Circle Cardiovascular Imaging

19d•Onsite

About The Position

We are seeking a Machine Learning Software Developer to build and deploy production-grade AI systems for our flagship clinical software. This role focuses on foundation models and agentic AI workflows that support clinical reporting, findings summarization, structured outputs, and conversational assistance. You will develop and scale LLM-based systems using retrieval-augmented generation, tool integration, structured outputs, and orchestration frameworks across local and cloud environments.

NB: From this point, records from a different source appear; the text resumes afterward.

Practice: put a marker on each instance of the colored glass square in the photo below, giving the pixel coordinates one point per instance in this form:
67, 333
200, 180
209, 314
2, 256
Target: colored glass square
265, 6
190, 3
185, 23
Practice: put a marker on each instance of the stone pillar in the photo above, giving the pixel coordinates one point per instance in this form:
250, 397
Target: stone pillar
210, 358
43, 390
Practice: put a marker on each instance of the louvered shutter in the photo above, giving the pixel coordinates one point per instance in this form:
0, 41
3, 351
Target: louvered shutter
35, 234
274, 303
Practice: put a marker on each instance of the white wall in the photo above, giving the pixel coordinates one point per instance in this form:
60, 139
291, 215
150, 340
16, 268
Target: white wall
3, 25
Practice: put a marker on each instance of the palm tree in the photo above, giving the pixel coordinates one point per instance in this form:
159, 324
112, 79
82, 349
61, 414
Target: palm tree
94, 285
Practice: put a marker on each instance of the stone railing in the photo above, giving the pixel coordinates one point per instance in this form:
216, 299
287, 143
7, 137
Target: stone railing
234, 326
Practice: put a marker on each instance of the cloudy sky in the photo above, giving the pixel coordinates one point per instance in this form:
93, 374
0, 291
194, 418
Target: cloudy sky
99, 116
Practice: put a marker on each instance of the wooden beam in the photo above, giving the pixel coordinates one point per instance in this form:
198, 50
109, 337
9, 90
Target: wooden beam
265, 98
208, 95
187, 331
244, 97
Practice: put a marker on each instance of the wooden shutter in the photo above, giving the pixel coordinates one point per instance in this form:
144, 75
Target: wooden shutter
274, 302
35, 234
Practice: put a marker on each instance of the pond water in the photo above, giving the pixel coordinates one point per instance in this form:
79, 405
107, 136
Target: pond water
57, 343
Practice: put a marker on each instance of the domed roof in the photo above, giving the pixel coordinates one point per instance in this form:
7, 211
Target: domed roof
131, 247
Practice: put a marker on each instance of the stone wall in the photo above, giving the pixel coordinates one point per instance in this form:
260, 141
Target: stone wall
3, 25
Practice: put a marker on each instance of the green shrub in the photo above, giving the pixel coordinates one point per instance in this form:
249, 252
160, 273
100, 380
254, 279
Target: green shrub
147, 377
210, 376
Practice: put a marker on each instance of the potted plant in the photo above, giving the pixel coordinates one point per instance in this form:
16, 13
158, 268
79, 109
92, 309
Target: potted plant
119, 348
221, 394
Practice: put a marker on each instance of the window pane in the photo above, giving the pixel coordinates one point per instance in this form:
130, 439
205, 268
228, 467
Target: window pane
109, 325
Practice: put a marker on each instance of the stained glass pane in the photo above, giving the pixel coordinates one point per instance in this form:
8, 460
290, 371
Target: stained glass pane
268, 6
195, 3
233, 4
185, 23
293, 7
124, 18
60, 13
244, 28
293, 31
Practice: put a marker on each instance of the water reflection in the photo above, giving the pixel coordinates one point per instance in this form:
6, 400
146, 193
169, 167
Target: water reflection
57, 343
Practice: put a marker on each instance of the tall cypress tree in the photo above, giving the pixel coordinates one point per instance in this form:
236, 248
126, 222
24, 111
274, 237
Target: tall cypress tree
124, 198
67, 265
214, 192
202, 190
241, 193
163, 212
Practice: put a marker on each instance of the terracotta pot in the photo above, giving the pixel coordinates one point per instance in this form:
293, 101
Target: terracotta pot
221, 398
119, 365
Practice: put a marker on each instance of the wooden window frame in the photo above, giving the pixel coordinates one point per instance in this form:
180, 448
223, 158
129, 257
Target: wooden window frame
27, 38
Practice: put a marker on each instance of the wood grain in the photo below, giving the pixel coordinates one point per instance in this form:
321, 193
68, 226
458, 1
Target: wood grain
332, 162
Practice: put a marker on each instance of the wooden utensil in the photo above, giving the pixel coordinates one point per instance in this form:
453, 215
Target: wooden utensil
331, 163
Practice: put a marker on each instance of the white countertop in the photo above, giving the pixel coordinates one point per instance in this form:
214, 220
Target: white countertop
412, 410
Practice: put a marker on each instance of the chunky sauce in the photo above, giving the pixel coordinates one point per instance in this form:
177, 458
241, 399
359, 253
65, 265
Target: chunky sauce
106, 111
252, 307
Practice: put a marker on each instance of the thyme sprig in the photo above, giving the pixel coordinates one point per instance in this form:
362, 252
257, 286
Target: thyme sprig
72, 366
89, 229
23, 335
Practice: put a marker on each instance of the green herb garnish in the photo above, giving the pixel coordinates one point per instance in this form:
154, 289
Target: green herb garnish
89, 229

Success in this role requires strong attention to reliability, observability, safety, and backend integration within a regulated clinical setting.

Requirements

4+ years of experience building and deploying machine learning or AI systems in production.
Strong expertise in deep learning architectures, including Transformers and diffusion models, with proficiency in PyTorch.
Hands-on experience building agentic and LLM-based applications using retrieval-augmented generation, structured outputs, function calling, workflow orchestration, and evaluation frameworks.
Experience with distributed training and optimization in HPC or cloud environments using frameworks such as PyTorch Distributed, Ray, DeepSpeed, Megatron, or CUDA.
Strong Python and software engineering skills, including testing, debugging, version control, and experience building REST APIs, backend services, or microservices.

Nice To Haves

Hands-on experience training/finetuning large foundation models in distributed compute environments.
Familiarity with multi-agent systems, workflow engines, graph-based orchestration frameworks, and cloud platforms such as AWS, Azure, or GCP.
Proficiency in MLOps or LLMOps tooling such as Docker, Kubernetes, MLflow, Airflow, CI/CD pipelines, or model monitoring systems.
Background in healthcare, biomedical imaging, or other regulated software environments, including translating research into product features.

Responsibilities

Build and scale training pipelines in collaboration with Research Scientists, translating experimental ideas into production-grade ML systems.
Design and deploy agentic and LLM-powered workflows for clinical reporting, summarization, structured outputs, and conversational assistance using tool integration, function calling, structured outputs, and orchestration frameworks.
Develop retrieval-augmented generation pipelines and backend services that integrate AI capabilities into a secure, scalable C++-based platform.
Establish evaluation, observability, and monitoring practices to measure and improve quality, factuality, safety, latency, reliability, and runtime performance.
Support local and cloud deployment of models and inference services with a focus on privacy, resilience, maintainability, and strong engineering practices.